NAO32 is a format that gained some fame in the dev community when ex-Ninja Theory programmer Marco Salvi shared some details on the technique over on the beyond3D forums. Used in the game Heavenly Sword, it allowed for multi-sampling to be used in conjuction with HDR on a platform (PS3) whose GPU didn't support multi-sampling of floating-point surfaces (The RSX is heavily based on Nvidia G70). In this technique, color is stored in the LogLuv format usinga standard R8G8B8A8 surface. Two components are used to store X and Y at 8-bit precision, and the other two are used to store the log of luminance at 16-bit precision. Having 16 bits for luminance allows for a wide dynamic range to be stored in this format, and storing the log of the luminance allows for linear filtering in multi-sampling or texture sampling. Since he first explained it other games have also used it, such as Naughty Dog's Uncharted. It's likely that it's been used in many other PS3 games, as well.

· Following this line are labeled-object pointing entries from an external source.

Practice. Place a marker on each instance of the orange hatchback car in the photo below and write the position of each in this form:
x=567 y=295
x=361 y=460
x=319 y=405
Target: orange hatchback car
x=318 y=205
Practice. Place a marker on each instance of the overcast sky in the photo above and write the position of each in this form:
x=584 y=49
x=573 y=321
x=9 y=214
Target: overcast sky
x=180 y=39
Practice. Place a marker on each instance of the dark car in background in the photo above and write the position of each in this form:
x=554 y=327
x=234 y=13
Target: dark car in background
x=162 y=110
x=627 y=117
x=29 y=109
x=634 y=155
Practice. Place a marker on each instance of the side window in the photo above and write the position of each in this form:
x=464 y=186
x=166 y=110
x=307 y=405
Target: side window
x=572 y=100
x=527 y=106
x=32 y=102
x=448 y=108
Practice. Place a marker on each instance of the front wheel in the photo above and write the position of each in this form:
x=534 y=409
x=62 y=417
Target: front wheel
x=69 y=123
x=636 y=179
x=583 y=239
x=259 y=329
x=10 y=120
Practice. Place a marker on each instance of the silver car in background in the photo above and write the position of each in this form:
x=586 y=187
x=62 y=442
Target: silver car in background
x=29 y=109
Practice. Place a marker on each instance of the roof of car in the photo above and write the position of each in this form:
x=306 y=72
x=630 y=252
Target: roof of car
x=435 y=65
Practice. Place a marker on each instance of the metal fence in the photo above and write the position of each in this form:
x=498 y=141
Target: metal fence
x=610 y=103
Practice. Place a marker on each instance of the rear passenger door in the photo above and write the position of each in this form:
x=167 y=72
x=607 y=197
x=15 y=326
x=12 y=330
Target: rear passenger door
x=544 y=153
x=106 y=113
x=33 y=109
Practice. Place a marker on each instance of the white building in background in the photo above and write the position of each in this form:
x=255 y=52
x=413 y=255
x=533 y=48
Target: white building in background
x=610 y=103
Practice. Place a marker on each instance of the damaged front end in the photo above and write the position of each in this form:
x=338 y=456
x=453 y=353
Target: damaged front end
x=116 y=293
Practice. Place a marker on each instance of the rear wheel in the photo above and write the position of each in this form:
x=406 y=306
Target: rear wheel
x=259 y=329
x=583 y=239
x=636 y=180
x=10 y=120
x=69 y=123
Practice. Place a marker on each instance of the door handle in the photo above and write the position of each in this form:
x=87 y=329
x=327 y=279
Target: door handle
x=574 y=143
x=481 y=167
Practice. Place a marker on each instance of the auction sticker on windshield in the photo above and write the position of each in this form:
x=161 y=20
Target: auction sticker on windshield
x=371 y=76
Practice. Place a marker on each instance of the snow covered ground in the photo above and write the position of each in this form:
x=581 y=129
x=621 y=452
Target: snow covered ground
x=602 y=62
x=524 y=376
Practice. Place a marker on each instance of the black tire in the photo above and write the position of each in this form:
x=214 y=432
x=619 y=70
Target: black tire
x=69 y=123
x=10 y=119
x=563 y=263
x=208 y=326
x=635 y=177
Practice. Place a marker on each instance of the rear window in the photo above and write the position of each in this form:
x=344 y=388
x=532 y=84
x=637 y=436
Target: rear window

My actual shader implementation was helped along quite a bit by Christer Ericson's blog post, which described how to derive optimized shader code for encoding RGB into the LogLuv format. Using his code as a starting point, I came up with the following HLSL code for encoding and decoding:
// M matrix, for encoding
const static float3x3 M = float3x3(
0.2209, 0.3390, 0.4184,
0.1138, 0.6780, 0.7319,
0.0102, 0.1130, 0.2969);
// Inverse M matrix, for decoding
const static float3x3 InverseM = float3x3(
6.0013, -2.700, -1.7995,
-1.332, 3.1029, -5.7720,
.3007, -1.088, 5.6268);
float4 LogLuvEncode(in float3 vRGB)
{
float4 vResult;
float3 Xp_Y_XYZp = mul(vRGB, M);
Xp_Y_XYZp = max(Xp_Y_XYZp, float3(1e-6, 1e-6, 1e-6));
vResult.xy = Xp_Y_XYZp.xy / Xp_Y_XYZp.z;
float Le = 2 * log2(Xp_Y_XYZp.y) + 127;
vResult.w = frac(Le);
vResult.z = (Le - (floor(vResult.w*255.0f))/255.0f)/255.0f;
return vResult;
}
float3 LogLuvDecode(in float4 vLogLuv)
{
float Le = vLogLuv.z * 255 + vLogLuv.w;
float3 Xp_Y_XYZp;
Xp_Y_XYZp.y = exp2((Le - 127) / 2);
Xp_Y_XYZp.z = Xp_Y_XYZp.y / vLogLuv.y;
Xp_Y_XYZp.x = vLogLuv.x * Xp_Y_XYZp.z;
float3 vRGB = mul(Xp_Y_XYZp, InverseM);
return max(vRGB, 0);
}
Once I had this implemented and worked through a few small glitches, results were much improved in the 360 version. Performance was much much better, I could multi-sample again, and the results looked great. So once again things didn't exactly work out in an ideal way, but I'm pleased with the results.